DKL — Delek Logistics Partners, LP

NYSE


Q1 2026 Earnings Call Summary

April 29, 2026

Summary of DKL Q1 2026 Earnings Call

1. Key Financial Results and Metrics

  • Adjusted EBITDA: $132 million, up from $123 million year-over-year.
  • Distributable Cash Flow (DCF): $72 million, with a coverage ratio of approximately 1.2x.
  • Quarterly Distribution: Increased to $1.13 per unit, marking the 53rd consecutive increase.
  • Capital Expenditures: Total spending of approximately $50 million, with $42 million allocated to growth projects.
  • Adjusted Leverage Ratio: 4.05x, indicating financial flexibility.

2. Strategic Updates and Business Highlights

  • Operational Strength: Strong performance across all segments, particularly in gas, crude, and water services in the Permian Basin.
  • Gas Business Development: Successfully drilled the first AGI well, progressing towards a comprehensive sour gas solution.
  • Crude Gathering Operations: Continued strength despite challenges from winter storm impacts; volumes are expected to recover.
  • Water Business Expansion: Increased footprint following acquisitions, with a focus on innovative solutions for produced water gathering and disposal.
  • Third-Party Business Growth: Approximately 80% of run-rate EBITDA expected to come from third parties in 2026.

3. Forward Guidance and Outlook

  • Full-Year EBITDA Guidance: Reaffirmed at $520 million to $560 million, reflecting confidence in operational execution and macroeconomic conditions.
  • Growth Capital Spending: Planned expenditures of $180 million to $190 million expected to yield an incremental $75 million in EBITDA on a run-rate basis.

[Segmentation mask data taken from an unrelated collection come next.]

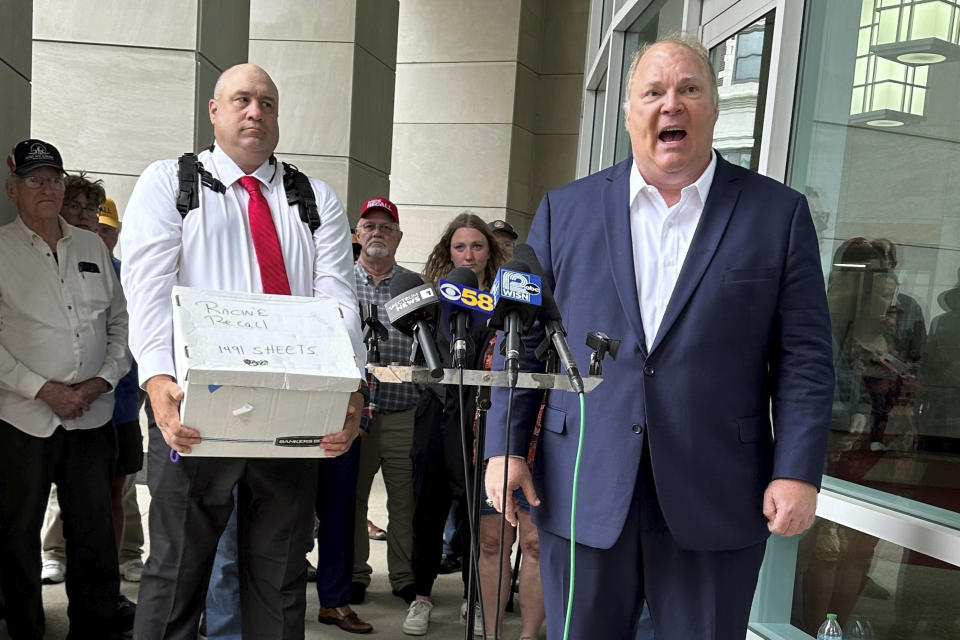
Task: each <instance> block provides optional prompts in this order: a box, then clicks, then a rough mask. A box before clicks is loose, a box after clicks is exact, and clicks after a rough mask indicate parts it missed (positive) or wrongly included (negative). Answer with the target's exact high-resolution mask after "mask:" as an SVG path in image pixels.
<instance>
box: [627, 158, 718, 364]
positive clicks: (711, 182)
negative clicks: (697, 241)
mask: <svg viewBox="0 0 960 640" xmlns="http://www.w3.org/2000/svg"><path fill="white" fill-rule="evenodd" d="M716 169H717V156H716V154H713V153H712V152H711V159H710V164H709V165H707V168H706V169H705V170H704V172H703V173H702V174H700V177H699V178H698V179H697V181H696V182H694V183H693V184H691V185H687V186H686V187H684V188H683V189H682V190H681V191H680V202H678V203H677V204H675V205H673V206H672V207H667V203H666V201H665V200H664V199H663V196H661V195H660V192H659V191H658V190H657V188H656V187H654V186H652V185H649V184H647V181H646V180H644V179H643V176H641V175H640V171H639V170H638V169H637V165H636V163H634V164H633V166H632V168H631V169H630V234H631V237H632V240H633V268H634V271H635V273H636V276H637V294H638V295H639V299H640V318H641V320H642V321H643V333H644V337H645V338H646V342H647V349H648V350H649V349H650V348H651V347H652V346H653V342H654V340H655V339H656V337H657V331H659V330H660V323H661V322H662V321H663V314H664V313H665V312H666V310H667V304H668V303H669V302H670V297H671V296H672V295H673V289H674V287H676V285H677V278H678V277H679V276H680V269H681V268H682V267H683V261H684V260H685V259H686V257H687V251H689V250H690V242H691V241H692V240H693V234H694V233H695V232H696V230H697V225H698V224H699V222H700V215H701V214H702V213H703V205H704V204H705V203H706V202H707V194H708V193H709V192H710V185H711V184H712V183H713V174H714V173H715V172H716Z"/></svg>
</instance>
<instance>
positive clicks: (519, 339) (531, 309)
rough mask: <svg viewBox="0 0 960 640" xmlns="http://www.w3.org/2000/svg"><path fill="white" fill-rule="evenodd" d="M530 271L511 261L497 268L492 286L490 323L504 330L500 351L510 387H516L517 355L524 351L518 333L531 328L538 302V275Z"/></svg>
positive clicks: (538, 299) (537, 309) (515, 261)
mask: <svg viewBox="0 0 960 640" xmlns="http://www.w3.org/2000/svg"><path fill="white" fill-rule="evenodd" d="M529 271H530V267H528V266H527V264H526V263H524V262H521V261H520V260H510V261H508V262H507V263H506V264H504V265H503V266H502V267H500V270H499V271H497V277H496V279H494V281H493V288H492V289H491V293H492V294H493V317H491V318H490V322H489V326H491V327H493V328H494V329H502V330H503V334H504V341H503V354H504V356H505V357H506V367H505V370H506V372H507V384H508V385H509V386H510V387H516V386H517V377H518V375H519V373H520V354H521V353H522V351H523V345H522V343H521V342H520V335H521V334H523V333H526V332H527V331H529V330H530V327H531V325H533V321H534V320H536V318H537V311H538V307H539V306H540V303H541V295H540V283H541V280H540V277H539V276H536V275H534V274H532V273H529Z"/></svg>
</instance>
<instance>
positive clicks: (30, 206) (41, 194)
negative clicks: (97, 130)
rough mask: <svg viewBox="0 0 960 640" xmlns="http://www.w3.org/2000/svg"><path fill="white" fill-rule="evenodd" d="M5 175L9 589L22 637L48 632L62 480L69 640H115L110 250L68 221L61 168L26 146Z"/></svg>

4. Bad News, Challenges, or Points of Concern

  • Impact of Winter Storm Fern: Approximately $10 million headwind on results due to well shut-ins and colder temperatures, particularly affecting crude and gas operations.
  • Slower Ramp-Up: The build-out of the sour gas infrastructure has progressed slower than initially expected, but utilization is anticipated to increase in the coming months.
  • Market Pressures: Potential risks associated with commodity pricing and market dynamics, particularly related to Waha gas pricing and its impact on producer activity.

5. Notable Q&A Insights

  • Market Environment: Management expressed optimism regarding the macro environment, noting a favorable shift in crude pricing dynamics and increased demand for shale crude due to geopolitical factors.
  • Gas Utilization Timeline: Expected to reach capacity in 3 to 6 months, with ongoing efforts to enhance processing capacity.
  • Water Business Demand: Anticipated continued growth in the need for water services, with a focus on comprehensive treatment and disposal solutions due to regulatory complexities.
  • Waha Pricing Impact: Management acknowledged the importance of Waha pricing and upcoming pipeline capacity expansions, which should alleviate pressure on producers and benefit DKL's operations.

Overall, DKL demonstrated strong financial performance in Q1 2026, with positive growth prospects despite facing some operational challenges. The company remains focused on executing its strategic initiatives while navigating the evolving market landscape.